The PAC draft report also rapped the board of directors of ANDCO, the joint venture company established to run the project, for its failure to be attentive in monitoring the project and the cost commitments made.
But despite the several months of probing, the committee has not made a final decision on recommendations regarding its findings on the contentious hotel and the quarrel among its three partners – the UDC, the National Investment Bank of Jamaica (NIBJ) and Gorstew, the holding company for Sandals.
After meeting yesterday to consider the third draft of its report, committee members were still undecided on a final position on several of the conclusions in the draft document.
Government member John Junor, in querying the overruns on the project, argued that it would be instructive for the committee to note that there was a difference between ‘increased costs’ and ‘cost overrun’ since there had been a US$20 million provisional sum which would accommodate variations in cost.
However, Auditor General Adrian Strachan said he considered the US$43 million sum being quoted as the overrun amount.

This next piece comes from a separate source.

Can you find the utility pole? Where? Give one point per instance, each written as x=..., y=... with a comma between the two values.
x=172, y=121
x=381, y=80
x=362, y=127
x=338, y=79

“I would consider it to be the US$43 million because although they started at US$60 million, the board agreed on US$70 million, we believe the difference properly represents an overrun in terms of what planning envisaged at the outset.
There are a host of reasons for the overrun and what is important to me is not that you don’t call it an overrun but rather that you indicate clearly what are the factors that contributed to the overrun,” Strachan told the committee.
There was enough information, he said, to bring the matter to a close.
Junor also suggested that in future arrangements the legal instruments guiding projects should be vetted to ensure that there was no potential for conflict.
He argued that there was ‘dissonance’ in the arrangements under the heads of agreement signed by the partners which allegedly gave Gorstew an unfair advantage.
The committee meets again next Tuesday to complete its perusal of the draft report.